In the end, the system worked, in its own halting, imperfect way. Now, we can only hope that the $700 billion package passed by the House of Representatives and signed into law by the president yesterday performs the hoped-for trick of unlocking the credit markets and averting economic disaster.
The measure, as finally approved, was a dramatic improvement over the three-page, just-sign-here proposal that Treasury Secretary Henry M. Paulson Jr. initially submitted. It still gives the administration huge leeway and will need skillful Treasury administration, but it includes increased oversight and greater protections for taxpayers. After Monday's stunning rejection by the House and the resulting plunge in the stock market, both presidential candidates pitched in to salvage the deal; the Senate acted to revive the measure; and enough -- more than enough -- House lawmakers in both parties rethought their original positions, in part as callers from home districts who were fearful of economic disaster began to outpace the callers who were indignant at the idea of a bailout. House leaders, including Democrat Steny H. Hoyer (Md.) and Republican Roy Blunt (Mo.), worked together. Juvenile partisanship gave way, at least for the moment, to productive cooperation.

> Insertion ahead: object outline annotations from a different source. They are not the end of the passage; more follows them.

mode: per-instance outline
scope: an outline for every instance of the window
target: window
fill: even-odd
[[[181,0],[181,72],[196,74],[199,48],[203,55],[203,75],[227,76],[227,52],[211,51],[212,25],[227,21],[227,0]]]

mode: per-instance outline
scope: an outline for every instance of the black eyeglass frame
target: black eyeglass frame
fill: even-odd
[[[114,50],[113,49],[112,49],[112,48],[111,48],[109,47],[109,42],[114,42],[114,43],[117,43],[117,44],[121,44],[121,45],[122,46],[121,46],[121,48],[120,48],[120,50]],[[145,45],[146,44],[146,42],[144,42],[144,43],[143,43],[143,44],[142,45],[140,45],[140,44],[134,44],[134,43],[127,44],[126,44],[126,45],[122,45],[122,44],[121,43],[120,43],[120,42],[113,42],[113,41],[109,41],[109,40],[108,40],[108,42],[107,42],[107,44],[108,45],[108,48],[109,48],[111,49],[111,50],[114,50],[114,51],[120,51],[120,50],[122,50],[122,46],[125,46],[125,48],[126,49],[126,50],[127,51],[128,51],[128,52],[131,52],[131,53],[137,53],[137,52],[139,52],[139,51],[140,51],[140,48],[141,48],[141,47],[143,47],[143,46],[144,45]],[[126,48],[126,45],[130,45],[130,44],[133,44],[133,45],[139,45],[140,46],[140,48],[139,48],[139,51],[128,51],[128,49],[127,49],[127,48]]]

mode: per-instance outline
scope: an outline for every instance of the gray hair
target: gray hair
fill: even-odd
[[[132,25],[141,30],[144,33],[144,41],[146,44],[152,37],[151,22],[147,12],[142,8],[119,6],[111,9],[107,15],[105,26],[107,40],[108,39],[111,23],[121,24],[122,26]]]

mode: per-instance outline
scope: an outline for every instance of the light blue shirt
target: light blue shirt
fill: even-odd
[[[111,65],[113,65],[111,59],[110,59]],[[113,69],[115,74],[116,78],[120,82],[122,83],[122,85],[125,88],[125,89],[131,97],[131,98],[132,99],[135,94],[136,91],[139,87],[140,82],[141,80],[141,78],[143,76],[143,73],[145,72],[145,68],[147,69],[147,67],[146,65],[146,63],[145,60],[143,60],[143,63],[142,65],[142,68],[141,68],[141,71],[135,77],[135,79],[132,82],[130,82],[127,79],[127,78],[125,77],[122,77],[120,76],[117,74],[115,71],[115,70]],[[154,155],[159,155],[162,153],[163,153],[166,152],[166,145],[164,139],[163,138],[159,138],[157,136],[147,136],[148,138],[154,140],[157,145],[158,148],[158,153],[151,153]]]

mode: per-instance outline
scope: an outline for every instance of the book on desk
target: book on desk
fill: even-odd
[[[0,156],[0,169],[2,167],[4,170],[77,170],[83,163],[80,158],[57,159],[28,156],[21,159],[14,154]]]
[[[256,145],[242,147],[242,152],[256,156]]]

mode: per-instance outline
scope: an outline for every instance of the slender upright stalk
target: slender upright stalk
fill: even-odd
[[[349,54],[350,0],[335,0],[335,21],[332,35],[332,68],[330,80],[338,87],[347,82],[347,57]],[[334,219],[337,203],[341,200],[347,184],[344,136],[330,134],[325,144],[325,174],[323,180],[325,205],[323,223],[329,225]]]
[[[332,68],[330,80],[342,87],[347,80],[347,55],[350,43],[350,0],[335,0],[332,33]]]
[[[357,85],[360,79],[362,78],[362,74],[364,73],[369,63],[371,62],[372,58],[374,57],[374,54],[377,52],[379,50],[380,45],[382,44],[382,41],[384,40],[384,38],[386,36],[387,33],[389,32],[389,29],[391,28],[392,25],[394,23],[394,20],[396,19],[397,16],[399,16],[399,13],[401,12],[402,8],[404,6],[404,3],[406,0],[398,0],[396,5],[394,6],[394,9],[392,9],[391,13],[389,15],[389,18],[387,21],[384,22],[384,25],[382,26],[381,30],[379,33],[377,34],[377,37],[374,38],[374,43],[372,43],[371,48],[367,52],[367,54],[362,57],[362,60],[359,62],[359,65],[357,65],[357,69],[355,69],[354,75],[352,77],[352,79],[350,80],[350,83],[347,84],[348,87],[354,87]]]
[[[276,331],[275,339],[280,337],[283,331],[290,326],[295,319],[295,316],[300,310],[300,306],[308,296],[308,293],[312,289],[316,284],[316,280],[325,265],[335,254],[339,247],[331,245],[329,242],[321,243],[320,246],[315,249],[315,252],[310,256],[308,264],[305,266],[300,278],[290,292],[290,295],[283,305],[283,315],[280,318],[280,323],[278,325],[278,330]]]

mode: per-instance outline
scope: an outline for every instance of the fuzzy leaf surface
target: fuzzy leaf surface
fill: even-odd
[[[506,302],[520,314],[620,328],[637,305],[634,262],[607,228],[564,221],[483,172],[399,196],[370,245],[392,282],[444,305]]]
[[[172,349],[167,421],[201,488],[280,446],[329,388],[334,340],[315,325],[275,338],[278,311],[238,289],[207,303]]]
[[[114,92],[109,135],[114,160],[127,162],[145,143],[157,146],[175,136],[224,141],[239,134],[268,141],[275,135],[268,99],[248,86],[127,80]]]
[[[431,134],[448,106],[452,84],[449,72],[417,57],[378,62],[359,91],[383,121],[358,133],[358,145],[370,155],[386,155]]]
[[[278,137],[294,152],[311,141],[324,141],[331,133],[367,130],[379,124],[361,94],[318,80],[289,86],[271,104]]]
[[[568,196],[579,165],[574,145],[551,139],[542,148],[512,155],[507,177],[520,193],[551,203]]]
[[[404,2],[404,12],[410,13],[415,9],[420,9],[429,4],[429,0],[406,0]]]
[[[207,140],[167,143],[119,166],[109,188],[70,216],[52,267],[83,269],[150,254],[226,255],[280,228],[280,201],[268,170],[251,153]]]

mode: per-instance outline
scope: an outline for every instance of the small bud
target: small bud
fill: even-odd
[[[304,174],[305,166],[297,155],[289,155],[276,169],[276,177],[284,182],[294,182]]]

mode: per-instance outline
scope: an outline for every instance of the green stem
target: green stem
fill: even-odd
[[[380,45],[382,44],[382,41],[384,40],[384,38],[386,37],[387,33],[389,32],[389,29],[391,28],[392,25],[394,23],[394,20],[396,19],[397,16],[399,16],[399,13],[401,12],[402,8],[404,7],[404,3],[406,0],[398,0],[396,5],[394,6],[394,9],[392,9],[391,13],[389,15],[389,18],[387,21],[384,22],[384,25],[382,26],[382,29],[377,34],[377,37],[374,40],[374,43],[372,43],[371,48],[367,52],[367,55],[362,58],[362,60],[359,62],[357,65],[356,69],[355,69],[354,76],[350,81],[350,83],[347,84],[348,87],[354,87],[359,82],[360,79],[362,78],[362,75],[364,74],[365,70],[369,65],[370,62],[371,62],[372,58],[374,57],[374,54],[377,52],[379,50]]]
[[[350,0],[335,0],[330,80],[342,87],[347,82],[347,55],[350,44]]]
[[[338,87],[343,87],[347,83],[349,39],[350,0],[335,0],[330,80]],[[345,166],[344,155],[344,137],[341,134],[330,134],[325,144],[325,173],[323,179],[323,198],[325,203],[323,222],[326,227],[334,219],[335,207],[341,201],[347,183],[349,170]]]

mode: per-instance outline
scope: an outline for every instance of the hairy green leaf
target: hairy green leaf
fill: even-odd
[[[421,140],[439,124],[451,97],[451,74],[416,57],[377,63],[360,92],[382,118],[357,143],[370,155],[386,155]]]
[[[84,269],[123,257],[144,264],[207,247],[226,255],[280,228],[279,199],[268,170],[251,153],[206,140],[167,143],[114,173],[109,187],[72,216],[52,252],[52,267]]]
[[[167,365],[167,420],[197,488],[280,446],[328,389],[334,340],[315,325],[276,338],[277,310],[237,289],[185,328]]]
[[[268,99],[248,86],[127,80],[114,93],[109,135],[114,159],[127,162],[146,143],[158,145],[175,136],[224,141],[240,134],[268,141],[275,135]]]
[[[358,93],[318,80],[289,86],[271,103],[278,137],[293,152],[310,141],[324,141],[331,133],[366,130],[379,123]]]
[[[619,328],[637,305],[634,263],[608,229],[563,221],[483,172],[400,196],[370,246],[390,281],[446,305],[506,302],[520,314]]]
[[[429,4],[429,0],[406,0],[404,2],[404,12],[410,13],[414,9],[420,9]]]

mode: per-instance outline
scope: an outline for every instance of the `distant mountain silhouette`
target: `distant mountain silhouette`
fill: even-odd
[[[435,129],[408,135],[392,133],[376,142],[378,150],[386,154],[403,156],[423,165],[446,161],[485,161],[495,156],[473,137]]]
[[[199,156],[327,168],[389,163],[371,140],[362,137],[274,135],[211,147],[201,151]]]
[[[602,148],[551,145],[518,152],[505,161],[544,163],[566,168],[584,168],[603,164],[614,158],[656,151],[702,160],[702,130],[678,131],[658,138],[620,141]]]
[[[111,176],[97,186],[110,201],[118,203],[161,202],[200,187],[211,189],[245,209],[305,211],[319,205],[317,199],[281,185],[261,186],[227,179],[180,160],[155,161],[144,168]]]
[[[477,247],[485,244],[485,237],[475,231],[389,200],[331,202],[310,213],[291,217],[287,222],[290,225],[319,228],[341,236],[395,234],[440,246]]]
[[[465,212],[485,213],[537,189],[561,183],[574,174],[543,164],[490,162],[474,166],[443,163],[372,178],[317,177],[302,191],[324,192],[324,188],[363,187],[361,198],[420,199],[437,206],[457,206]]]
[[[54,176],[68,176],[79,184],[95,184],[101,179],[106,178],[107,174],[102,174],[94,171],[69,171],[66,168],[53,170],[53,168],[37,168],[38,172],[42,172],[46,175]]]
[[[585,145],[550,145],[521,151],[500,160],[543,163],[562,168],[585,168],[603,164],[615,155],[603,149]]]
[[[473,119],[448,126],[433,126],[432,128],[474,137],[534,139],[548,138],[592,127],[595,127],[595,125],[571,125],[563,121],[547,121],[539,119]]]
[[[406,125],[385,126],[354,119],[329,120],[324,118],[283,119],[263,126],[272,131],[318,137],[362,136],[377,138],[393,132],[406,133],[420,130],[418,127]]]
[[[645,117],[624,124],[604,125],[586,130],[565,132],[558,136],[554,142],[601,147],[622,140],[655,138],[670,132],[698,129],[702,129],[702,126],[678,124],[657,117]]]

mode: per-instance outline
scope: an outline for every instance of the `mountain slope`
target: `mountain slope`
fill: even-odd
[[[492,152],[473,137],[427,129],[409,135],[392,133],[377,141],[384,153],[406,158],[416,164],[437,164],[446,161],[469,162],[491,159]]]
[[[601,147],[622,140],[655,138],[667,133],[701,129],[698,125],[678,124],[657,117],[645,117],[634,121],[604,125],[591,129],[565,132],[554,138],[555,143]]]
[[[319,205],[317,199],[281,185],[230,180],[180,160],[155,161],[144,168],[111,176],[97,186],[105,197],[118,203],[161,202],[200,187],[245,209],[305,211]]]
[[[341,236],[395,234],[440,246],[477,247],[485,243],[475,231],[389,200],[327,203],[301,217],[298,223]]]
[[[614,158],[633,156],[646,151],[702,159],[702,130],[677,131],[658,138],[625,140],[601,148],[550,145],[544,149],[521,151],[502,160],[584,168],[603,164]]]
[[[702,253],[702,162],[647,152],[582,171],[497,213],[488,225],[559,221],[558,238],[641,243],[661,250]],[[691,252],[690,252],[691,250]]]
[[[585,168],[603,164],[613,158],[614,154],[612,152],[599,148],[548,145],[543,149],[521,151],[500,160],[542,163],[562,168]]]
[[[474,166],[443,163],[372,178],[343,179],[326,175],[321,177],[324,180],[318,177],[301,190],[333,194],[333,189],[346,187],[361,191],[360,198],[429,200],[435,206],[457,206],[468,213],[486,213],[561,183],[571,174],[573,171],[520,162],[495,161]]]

But not, however, without a price. One of the changes the Senate made to the package made sense: a temporary increase in federal insurance of bank accounts from $100,000 to $250,000 to deter potential bank runs. It is sadly ironic, however, that the Senate felt the need -- or seized the opportunity -- to add unnecessarily to the deficit. A moment of economic peril became powerful leverage for fiscal irresponsibility in the form of another $100 billion-plus in deficit-financed tax cuts.
We refer to the Senate's move to tack on to the package an unrelated measure that had been the subject of congressional intramural football: the extension of expiring tax provisions that business eagerly sought and a temporary patch in the alternative minimum tax. The House and Senate agreed on the merits of the tax measure but differed about whether any of it should be paid for by closing tax loopholes. The House, prodded by the Democrats' Blue Dogs, had been insisting on paying for everything but the AMT patch; the Senate balked. The take-it-or-leave-it, end-of-the-session Senate move to combine the rescue measure with the tax package was unnecessary -- there were preferable legislative paths to a House majority -- and put the House in a difficult position. House leaders made the wiser choice of poison later over poison now.
Yesterday's action by no means ensures that the problem has been solved. The bad economic news continued to mount, with a drop in orders for manufactured goods and a seven-year high in claims for unemployment benefits. The credit markets have become so dysfunctional that California Gov. Arnold Schwarzenegger (R) sent Mr. Paulson a letter warning that the state might need a $7 billion loan because it has not been able to borrow the money elsewhere. Meantime, the global nature of the metastasizing crisis adds to the nervousness. Maybe the only sure thing is that without the congressional action, prospects would be far bleaker.